Política06/05/2026 Borocotización a la salteña

Después de destrozarlos por “sectarios” y sin rumbo, Agustina Álvarez pega el salto a La Libertad Avanza justo cuando el bloque es un collage de internas, denuncias y licencias oportunas. De la crítica al abrazo, en tiempo récord… y en el peor momento.

Hay decisiones políticas y después está el timing de Agustina Álvarez: eligió sumarse a La Libertad Avanza cuando el bloque en el Concejo Deliberante está más cerca del “sálvese quien pueda” que de un proyecto político.

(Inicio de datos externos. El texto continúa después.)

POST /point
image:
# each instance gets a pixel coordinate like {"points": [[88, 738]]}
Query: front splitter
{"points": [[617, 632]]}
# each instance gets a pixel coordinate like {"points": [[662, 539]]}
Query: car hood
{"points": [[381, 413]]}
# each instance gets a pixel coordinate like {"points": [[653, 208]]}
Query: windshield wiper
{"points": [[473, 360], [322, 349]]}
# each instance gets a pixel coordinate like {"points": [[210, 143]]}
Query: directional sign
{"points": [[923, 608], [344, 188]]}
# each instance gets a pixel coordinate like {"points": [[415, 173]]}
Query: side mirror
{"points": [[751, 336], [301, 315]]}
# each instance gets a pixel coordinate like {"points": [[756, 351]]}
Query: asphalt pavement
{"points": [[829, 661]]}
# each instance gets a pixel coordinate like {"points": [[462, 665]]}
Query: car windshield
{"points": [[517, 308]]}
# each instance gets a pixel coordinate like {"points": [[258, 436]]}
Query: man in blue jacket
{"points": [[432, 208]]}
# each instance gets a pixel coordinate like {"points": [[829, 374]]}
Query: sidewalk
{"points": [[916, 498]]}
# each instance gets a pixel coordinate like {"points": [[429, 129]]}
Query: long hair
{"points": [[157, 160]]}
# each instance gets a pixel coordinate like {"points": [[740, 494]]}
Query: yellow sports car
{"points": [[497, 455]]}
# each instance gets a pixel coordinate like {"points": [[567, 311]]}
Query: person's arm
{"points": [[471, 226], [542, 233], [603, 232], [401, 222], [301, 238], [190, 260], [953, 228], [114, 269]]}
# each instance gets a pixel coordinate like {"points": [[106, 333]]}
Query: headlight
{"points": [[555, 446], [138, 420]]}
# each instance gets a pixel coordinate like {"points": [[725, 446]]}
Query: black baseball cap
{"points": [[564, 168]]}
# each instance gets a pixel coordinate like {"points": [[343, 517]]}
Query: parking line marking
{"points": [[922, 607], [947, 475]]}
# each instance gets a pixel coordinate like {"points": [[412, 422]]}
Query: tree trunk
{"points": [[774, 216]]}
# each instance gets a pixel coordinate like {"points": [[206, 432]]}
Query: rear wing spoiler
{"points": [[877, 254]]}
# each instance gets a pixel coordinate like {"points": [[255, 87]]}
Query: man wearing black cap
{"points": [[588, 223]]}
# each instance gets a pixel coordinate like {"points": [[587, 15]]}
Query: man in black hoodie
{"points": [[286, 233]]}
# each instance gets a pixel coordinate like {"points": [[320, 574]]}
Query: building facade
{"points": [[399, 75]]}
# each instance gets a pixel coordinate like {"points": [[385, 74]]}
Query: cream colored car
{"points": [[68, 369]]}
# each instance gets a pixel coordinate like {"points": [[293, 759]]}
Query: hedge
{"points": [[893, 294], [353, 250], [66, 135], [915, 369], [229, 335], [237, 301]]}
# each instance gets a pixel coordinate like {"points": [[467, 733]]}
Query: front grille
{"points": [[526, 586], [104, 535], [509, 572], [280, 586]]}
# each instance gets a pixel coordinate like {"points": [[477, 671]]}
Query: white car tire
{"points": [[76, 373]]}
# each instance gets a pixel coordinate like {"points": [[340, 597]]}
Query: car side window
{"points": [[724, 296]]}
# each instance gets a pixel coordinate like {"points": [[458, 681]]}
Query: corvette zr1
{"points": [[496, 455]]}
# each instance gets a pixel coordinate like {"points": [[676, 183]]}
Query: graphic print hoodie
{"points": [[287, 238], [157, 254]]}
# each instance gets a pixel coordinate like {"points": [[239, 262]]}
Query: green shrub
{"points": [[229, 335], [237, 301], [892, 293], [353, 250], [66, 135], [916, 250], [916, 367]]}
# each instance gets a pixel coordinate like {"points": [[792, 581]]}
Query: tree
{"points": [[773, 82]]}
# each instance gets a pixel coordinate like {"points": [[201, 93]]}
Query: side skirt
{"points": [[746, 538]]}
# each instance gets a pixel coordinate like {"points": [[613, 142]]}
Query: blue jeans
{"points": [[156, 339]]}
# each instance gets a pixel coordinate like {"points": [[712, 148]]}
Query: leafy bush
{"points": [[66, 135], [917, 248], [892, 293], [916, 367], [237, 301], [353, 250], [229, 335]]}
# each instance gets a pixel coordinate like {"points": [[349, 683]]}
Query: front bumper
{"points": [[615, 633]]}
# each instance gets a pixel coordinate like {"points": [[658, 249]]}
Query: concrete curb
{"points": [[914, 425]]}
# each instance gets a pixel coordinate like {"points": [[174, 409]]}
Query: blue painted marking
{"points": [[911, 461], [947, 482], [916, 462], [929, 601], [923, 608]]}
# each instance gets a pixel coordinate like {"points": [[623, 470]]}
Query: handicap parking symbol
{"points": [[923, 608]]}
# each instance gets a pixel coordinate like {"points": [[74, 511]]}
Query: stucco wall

El pase ya es oficial. Foto, bienvenida, todo para redes. Porque en la práctica, el bloque libertario viene de una seguidilla de papelones que ni el mejor community manager puede maquillar.

Maximiliano Casasola pidió licencia “por razones personales” justo cuando la cosa se ponía incómoda con denuncias en su contra por violencia de genero. Una casualidad tan oportuna como conveniente. 

En tanto, Laura Jorge Saravia, mientras tanto, sube a sus instagram recetas de cocinas y Rodrigo Quinteros se lo ve muy compenetrado en su rol de vicepresidente junto a Madile. 

En los hechos, el bloque navega  sin rumbo. Sin línea, sin coordinación y sin alguien que explique para qué están ahí. Cada uno toca su instrumento, pero nadie sabe qué canción.

Y en medio de ese panorama, aparece Álvarez. La misma que hace un año los trataba de sectarios, que cuestionaba su falta de acuerdos y que marcaba distancia ideológica. “Nosotros creemos en un Estado eficiente, no en destruirlo”, decía. Bueno… parece que ahora no era tan profundas las diferencias.

Lo cierto es que su salida del PRO, según huestes macristas, se debe a que el partido estaría colonizado por el saencismo: “luché mucho y no tengo fuerza ni plata para competir", le dijo a sus conocidos. 

Vale preguntarse sobre su cambio de equipo: ¿convicción o supervivencia? Porque si algo queda claro es que Álvarez no se sube a un barco ordenado. Se sube a uno que ya venía haciendo agua. Pero en política, a veces no importa cómo está el barco… sino no quedarse afuera y ver como acomodarse hacia adelante. 

Y en ese juego, La Libertad Avanza —aunque esté en su peor momento— todavía ofrece algo: lugar para rosquear y proyectarse.